Le village a dépensé 8 000 euros pour des travaux de première urgence, sur le clocher. Un maigre pansement lorsque les travaux pour sa réfection sont évalués à 78 000 euros. / PIERRE BOUVIER / « LE MONDE »

Après avoir vu une série de reportages sur le château de la Mothe-Chandeniers racheté collectivement, à la fin de 2017, grâce à la mobilisation de la plate-forme de crowdfunding spécialisée dans le patrimoine culturel, Dartagnans, Eliane Zwertvaegher a lancé une association, le 27 juin. Une vingtaine d’habitants du village l’ont rejointe depuis. Ils s’appuient sur la start-up Charlemagne, qui veut « dépoussiérer l’approche de la conservation du patrimoine », résume Romain Delaume, le PDG de Dartagnans.

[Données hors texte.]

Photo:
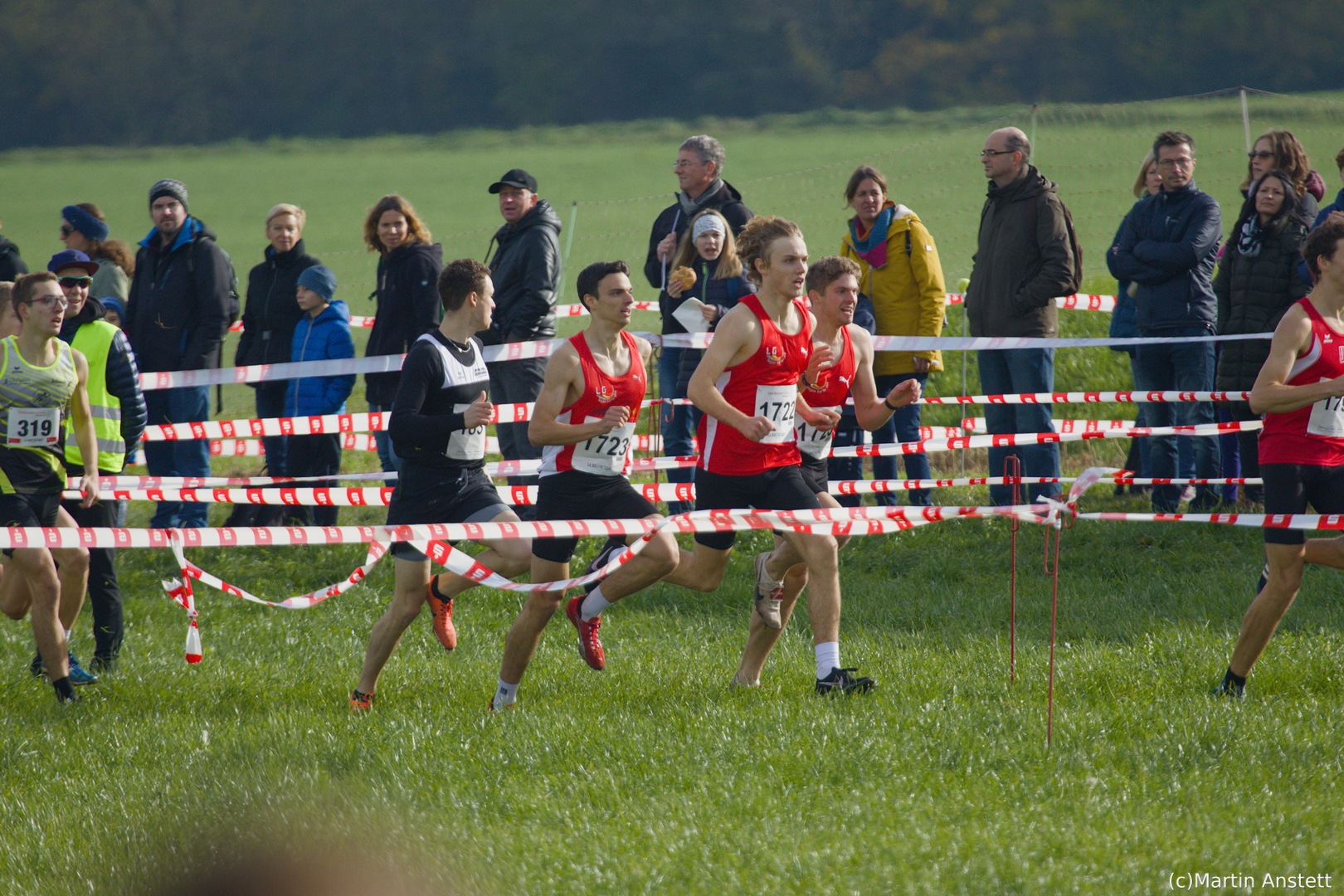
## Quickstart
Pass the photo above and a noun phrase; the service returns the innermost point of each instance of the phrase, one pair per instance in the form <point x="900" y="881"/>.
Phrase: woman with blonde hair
<point x="269" y="320"/>
<point x="710" y="250"/>
<point x="409" y="264"/>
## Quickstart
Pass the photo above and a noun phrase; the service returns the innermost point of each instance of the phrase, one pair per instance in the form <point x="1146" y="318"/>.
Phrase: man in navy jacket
<point x="1168" y="246"/>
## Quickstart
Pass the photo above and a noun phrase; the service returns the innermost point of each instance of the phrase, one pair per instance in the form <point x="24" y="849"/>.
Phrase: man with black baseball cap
<point x="526" y="271"/>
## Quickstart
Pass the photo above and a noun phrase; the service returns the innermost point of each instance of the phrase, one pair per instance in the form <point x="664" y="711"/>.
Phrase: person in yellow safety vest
<point x="119" y="419"/>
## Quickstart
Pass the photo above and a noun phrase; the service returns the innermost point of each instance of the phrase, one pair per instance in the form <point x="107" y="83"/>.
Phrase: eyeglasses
<point x="50" y="301"/>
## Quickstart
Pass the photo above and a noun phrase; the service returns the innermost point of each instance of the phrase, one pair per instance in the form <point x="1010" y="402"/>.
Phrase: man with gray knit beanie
<point x="183" y="299"/>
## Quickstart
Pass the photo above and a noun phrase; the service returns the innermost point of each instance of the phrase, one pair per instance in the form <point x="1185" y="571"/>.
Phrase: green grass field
<point x="655" y="777"/>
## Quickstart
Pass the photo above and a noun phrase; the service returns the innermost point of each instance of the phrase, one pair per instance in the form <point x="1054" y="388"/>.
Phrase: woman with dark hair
<point x="1280" y="151"/>
<point x="710" y="251"/>
<point x="902" y="275"/>
<point x="269" y="320"/>
<point x="84" y="229"/>
<point x="1257" y="282"/>
<point x="407" y="295"/>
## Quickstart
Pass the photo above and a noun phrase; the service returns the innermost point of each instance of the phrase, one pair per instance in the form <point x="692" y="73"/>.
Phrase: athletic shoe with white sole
<point x="589" y="645"/>
<point x="840" y="683"/>
<point x="769" y="601"/>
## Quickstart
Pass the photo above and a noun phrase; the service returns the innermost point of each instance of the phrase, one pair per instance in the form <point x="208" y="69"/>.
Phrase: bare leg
<point x="1285" y="578"/>
<point x="37" y="566"/>
<point x="526" y="633"/>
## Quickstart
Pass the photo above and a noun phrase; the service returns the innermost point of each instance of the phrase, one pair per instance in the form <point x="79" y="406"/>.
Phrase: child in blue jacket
<point x="321" y="334"/>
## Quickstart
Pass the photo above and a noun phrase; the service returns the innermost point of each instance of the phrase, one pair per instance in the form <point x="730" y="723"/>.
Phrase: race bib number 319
<point x="34" y="426"/>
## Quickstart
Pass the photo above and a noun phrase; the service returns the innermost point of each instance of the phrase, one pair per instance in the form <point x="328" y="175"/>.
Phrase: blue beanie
<point x="320" y="280"/>
<point x="85" y="223"/>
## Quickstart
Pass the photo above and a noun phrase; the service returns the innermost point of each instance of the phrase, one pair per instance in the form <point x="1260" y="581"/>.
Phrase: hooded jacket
<point x="908" y="295"/>
<point x="320" y="338"/>
<point x="1023" y="261"/>
<point x="272" y="312"/>
<point x="123" y="377"/>
<point x="1168" y="245"/>
<point x="721" y="195"/>
<point x="182" y="301"/>
<point x="407" y="305"/>
<point x="526" y="271"/>
<point x="1253" y="295"/>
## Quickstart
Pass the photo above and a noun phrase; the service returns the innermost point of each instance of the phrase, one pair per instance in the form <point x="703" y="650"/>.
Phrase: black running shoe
<point x="841" y="683"/>
<point x="613" y="546"/>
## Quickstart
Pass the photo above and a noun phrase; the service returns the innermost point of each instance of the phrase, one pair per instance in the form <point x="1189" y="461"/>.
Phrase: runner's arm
<point x="1270" y="394"/>
<point x="562" y="386"/>
<point x="84" y="431"/>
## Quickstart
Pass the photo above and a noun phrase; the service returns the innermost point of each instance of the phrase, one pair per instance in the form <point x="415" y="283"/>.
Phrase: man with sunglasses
<point x="1166" y="246"/>
<point x="1025" y="258"/>
<point x="119" y="419"/>
<point x="42" y="379"/>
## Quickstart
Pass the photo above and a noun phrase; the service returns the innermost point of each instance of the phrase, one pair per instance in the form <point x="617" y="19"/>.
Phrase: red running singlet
<point x="1312" y="434"/>
<point x="765" y="384"/>
<point x="606" y="455"/>
<point x="830" y="391"/>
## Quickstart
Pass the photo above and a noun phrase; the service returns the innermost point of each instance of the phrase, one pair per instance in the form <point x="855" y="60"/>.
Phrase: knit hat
<point x="168" y="187"/>
<point x="320" y="280"/>
<point x="86" y="223"/>
<point x="73" y="258"/>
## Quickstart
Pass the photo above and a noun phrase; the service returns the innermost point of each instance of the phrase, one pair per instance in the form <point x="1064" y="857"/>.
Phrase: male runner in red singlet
<point x="747" y="387"/>
<point x="834" y="290"/>
<point x="1300" y="391"/>
<point x="585" y="421"/>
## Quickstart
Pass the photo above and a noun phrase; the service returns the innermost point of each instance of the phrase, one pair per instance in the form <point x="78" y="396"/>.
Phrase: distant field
<point x="654" y="777"/>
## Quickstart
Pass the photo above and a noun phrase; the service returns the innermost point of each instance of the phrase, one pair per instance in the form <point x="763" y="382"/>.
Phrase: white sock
<point x="505" y="694"/>
<point x="828" y="657"/>
<point x="593" y="605"/>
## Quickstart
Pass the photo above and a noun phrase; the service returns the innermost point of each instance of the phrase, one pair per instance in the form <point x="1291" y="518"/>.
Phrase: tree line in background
<point x="171" y="71"/>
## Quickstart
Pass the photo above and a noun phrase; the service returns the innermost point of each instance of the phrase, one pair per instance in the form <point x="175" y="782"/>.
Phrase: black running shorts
<point x="1291" y="486"/>
<point x="778" y="489"/>
<point x="427" y="494"/>
<point x="583" y="496"/>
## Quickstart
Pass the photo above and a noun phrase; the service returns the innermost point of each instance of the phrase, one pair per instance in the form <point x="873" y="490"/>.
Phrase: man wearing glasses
<point x="1025" y="258"/>
<point x="119" y="419"/>
<point x="183" y="299"/>
<point x="1168" y="246"/>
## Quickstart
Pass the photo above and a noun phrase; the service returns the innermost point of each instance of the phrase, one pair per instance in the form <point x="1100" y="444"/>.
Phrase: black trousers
<point x="104" y="592"/>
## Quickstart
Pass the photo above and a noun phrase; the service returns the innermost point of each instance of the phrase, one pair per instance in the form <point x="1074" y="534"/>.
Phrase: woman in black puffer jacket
<point x="1257" y="282"/>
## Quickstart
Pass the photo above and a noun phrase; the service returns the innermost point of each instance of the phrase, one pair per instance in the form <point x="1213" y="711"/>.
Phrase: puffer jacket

« Nous acceptons tous les projets, mais c’est aux porteurs de projet de communiquer, de fédérer autour d’eux et d’offrir des contreparties aux donateurs, poursuit Romain Delaume. Selon nos études, 70 % des coactionnaires n’avaient jamais fait de don auparavant. » La page consacrée à l’église de Quilen montre que 24 donateurs ont déjà mis à la main au porte-monnaie pour sauver Saint-Pierre de la ruine.

L’association d’Eliane Zwertvaegher a essayé de sensibiliser les villages alentour pour élargir le spectre des donateurs, mais elle a d’abord été accueillie avec une certaine incrédulité. « Le financement participatif n’est pas une pratique courante, ici », constate-t-elle. Les premiers articles consacrés à son initiative dans la presse locale et les premiers montants collectés commencent cependant à susciter l’intérêt dans les environs.

Microdon et déduction fiscale

« Au-delà des particuliers, c’est les entreprises alentour que nous essayons de toucher », reprend le maire. « Il faut leur faire comprendre que si elles veulent bénéficier d’abattements fiscaux, il faut participer à la collecte avant sa date butoir » fixée au 6 octobre. Les dons sont en partie défiscalisable aux termes des articles 200 et 238 bis du code général des impôts. Les particuliers peuvent déduire 66 % du montant de leur don dans la limite de 20 % de leurs revenus imposables ; les entreprises peuvent quant à elles bénéficier d’une réduction d’impôt sur les sociétés de 60 % du montant de leur versement, dans la limite de 0,5 % du chiffre d’affaires hors taxe.

En fonction de ce qui aura été collecté par ce financement participatif, la municipalité contractera un emprunt pour financer le reste, estimant pouvoir rembourser 2 500 euros par an, sur vingt ans. « En France, il y a 36 000 communes, rappelle Pascal Caron, elles sont essentiellement rurales. Une commune de 70 habitants n’a pas les moyens ni les mêmes contraintes que la ville voisine de 15 000 habitants ».

Comme à Quilen, des habitants se mobilisent dans toute la France pour sauver leur patrimoine. L’association Adopte un château recense ainsi plus de 600 châteaux en péril. A lire la presse quotidienne régionale, des milliers de monuments et d’églises – l’église de Saint-Pé-Saint-Simon, dans le Lot-et-Garonne, celle de Saint-Lambert de Montigny-sur-Meuse, ou encore celle d’Asnan, dans la Nièvre – attendent toujours leurs généreux donateurs.